Prédication du dimanche 5 octobre 2014 Epitre de Paul aux Philippiens, chap. 4, v. 6 à 9

Lecture de l'Epitre de Paul aux Philippiens, chapitre 4, versets 6 à 9 :

Ne vous inquiétez de rien ; mais, en tout, par la prière et la supplication, avec des actions de grâces, faites connaître à Dieu vos demandes. Et la paix de Dieu, qui surpasse toute pensée, gardera votre cœur et votre intelligence en Jésus-Christ.
Au reste, mes frères, que tout ce qui est vrai, tout ce qui est digne, tout ce qui est juste, tout ce qui est pur, tout ce qui est aimable, tout ce qui mérite l'approbation, ce qui est moralement bon et digne de louange soit l'objet de vos pensées ; ce que vous avez appris, reçu, entendu et vu en moi, mettez-le en pratique. Et le Dieu de la paix sera avec vous.


La paix. La paix sur nos inquiétudes, la paix sur nos relations. Pour l’apôtre Paul, la paix reçue de Dieu, du Dieu de la paix, est mise en pratique de l’évangile. Ne pas se perdre dans les angoisses et les inquiétudes ; ne pas se perdre dans l’injustice et l’immoralité, mais vivre la paix, en soi, pour soi, et dans le lien aux autres, à la communauté. Je voudrai m’arrêter aujourd’hui avec vous sur cette notion de paix, qui me semble fondamentale, et urgente au vue de notre actualité. Oui cette paix est fondamentale et urgente.

1- Fondamentale : La paix dans la bible c’est d’abord le shalom ; tout le monde connaît le cantique evenou shalom alerhem : que la paix soit sur vous.

1.1 La paix-shalom est une bénédiction.
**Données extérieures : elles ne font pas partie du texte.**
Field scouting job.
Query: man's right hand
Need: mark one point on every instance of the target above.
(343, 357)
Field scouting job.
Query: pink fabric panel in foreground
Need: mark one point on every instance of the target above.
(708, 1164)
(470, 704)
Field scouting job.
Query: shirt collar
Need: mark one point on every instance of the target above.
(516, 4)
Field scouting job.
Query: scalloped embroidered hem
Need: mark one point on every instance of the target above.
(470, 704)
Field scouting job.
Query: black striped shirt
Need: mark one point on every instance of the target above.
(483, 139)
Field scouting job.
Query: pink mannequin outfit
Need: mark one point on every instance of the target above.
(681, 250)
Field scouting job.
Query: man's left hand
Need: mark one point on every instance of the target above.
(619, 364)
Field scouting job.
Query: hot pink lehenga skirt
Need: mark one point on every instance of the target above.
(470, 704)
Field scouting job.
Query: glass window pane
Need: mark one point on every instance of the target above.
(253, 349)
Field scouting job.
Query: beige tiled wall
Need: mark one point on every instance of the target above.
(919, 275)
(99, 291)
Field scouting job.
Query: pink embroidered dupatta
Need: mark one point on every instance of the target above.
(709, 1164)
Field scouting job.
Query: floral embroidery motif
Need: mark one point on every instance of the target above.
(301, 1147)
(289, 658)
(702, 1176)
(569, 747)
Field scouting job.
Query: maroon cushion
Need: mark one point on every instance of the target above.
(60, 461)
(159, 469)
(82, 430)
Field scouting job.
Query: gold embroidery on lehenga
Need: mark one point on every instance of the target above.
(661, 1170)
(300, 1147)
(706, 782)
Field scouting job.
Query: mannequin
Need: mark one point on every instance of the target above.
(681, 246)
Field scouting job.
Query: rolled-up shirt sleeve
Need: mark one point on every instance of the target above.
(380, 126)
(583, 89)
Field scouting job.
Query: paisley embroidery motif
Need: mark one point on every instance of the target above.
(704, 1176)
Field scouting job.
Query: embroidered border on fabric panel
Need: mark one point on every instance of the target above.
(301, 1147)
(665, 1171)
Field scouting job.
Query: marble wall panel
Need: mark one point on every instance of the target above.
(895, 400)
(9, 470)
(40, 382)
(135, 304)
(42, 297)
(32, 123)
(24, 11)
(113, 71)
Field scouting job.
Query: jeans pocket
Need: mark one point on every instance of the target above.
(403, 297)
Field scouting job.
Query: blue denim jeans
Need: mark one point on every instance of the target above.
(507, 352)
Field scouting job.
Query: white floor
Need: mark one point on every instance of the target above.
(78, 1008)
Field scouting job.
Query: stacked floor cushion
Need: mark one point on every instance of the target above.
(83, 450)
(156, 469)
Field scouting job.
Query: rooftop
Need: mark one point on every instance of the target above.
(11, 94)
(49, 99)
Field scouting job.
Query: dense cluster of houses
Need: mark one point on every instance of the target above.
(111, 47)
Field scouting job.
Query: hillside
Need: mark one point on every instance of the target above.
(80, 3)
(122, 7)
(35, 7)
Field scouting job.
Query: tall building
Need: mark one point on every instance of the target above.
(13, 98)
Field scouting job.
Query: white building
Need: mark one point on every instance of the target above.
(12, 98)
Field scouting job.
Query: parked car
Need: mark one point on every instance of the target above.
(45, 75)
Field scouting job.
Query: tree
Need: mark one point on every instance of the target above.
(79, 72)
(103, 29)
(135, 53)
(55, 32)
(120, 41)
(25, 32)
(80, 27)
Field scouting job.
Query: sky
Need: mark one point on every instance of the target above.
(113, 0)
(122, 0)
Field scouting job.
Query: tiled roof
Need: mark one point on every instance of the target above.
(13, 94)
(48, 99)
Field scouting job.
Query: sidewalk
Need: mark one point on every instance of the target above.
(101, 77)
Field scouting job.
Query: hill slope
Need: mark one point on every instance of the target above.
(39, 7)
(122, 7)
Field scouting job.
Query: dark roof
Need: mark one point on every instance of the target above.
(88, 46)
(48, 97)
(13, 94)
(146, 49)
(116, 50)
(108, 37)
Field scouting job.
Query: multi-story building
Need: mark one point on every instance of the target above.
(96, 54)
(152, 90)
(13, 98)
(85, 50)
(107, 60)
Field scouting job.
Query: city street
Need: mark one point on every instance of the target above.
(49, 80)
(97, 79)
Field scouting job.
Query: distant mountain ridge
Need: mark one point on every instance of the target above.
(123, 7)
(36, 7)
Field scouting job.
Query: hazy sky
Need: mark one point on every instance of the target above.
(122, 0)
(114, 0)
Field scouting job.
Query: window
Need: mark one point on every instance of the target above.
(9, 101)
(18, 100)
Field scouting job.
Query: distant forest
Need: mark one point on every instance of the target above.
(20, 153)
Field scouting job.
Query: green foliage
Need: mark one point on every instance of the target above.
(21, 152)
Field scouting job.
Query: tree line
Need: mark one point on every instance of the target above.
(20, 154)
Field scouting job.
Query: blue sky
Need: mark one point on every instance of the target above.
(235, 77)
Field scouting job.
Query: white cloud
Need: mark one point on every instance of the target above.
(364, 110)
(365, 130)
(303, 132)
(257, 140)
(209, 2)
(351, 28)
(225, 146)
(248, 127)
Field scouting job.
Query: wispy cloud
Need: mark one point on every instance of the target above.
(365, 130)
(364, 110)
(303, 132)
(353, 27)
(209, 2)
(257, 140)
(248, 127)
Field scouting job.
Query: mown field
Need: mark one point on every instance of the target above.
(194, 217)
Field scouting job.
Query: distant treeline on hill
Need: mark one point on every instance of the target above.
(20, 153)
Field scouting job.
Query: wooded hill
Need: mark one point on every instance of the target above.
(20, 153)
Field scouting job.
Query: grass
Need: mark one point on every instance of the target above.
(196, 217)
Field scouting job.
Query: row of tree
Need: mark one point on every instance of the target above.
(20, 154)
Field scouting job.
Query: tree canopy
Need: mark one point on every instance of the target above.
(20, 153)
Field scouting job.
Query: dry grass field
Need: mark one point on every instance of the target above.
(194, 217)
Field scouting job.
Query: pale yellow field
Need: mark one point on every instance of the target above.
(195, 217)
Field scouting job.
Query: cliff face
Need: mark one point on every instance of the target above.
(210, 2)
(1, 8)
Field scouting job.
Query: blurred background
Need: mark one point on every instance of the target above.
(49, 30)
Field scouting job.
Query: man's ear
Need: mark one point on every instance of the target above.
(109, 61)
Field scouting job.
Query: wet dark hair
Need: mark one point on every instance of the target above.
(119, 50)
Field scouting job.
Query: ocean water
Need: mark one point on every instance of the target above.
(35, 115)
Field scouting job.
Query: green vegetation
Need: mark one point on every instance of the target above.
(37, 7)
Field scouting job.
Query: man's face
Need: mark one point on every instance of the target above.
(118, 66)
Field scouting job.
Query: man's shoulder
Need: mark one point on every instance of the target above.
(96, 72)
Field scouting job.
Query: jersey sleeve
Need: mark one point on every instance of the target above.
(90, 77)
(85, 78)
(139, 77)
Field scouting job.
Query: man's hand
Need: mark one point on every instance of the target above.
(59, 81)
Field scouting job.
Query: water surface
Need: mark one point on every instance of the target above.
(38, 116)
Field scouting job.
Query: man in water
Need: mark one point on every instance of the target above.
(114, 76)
Dans le livre des Nombres, le mot paix est le dernier mot de la formule de bénédiction sacerdotale : « Que l’Eternel te bénisse et te garde, que l’eternel fasse rayonner sur toi son regard et t’accorde sa grâce, que l’Eternel porte sur toi son regard et te donne la paix ! ». La paix-shalom est donc une formule de bénédiction.

Cette paix-bénédiction renvoie en hébreu à une idée de totalité, d’achèvement, de quelque chose de complet, et donc d’un bien être ou d’un bonheur dans lequel il ne manque rien. La racine hébraïque, Shalom, fait de la paix un tout bien faisant. Et nous retrouvons cette notion de complétude sous la plume de l'apôtre Paul – la paix vient au terme d’une totalisation : « que tout ce qui est vrai, tout ce qui est digne, tout ce qui est juste, tout ce qui est pur, tout ce qui est aimable, tout ce qui mérite l'approbation, ce qui est moralement bon et digne de louange soit l'objet de vos pensées ; ce que vous avez appris, reçu, entendu et vu en moi, mettez-le en pratique. »

Pour Paul la paix est à la somme de la justice, de la vérité, de la dignité, de la justice, de la pureté, de l’amour et de la moralité ; c’est parce qu’il y a tout ça qu’il peut y avoir la paix comme un bonheur, comme un bien être. Une paix totalité bienfaisante.

1.2 Cette paix pour autant qu’elle fait envie, cette paix n'est pas une évidence. Bien au contraire, Paul l’évoque, et Paul l’invoque face aux inquiétudes des croyants. On peut alors se souvenir que la lettre aux Philippiens est un courrier écrit par Paul alors qu’il est en captivité. Paul est en prison, incertain du procès qui l’attend.

Sans doute que sa parole « ne vous inquiétez de rien » résonne d'abord pour lui, d’abord. C’est sous les fers, dans l'inconfort d'une cellule aux temps de Rome, qu’il témoigne de cette paix reçue de Dieu, cette paix qui trouve sa source dans le Dieu de la paix, cette paix conséquence de sa foi.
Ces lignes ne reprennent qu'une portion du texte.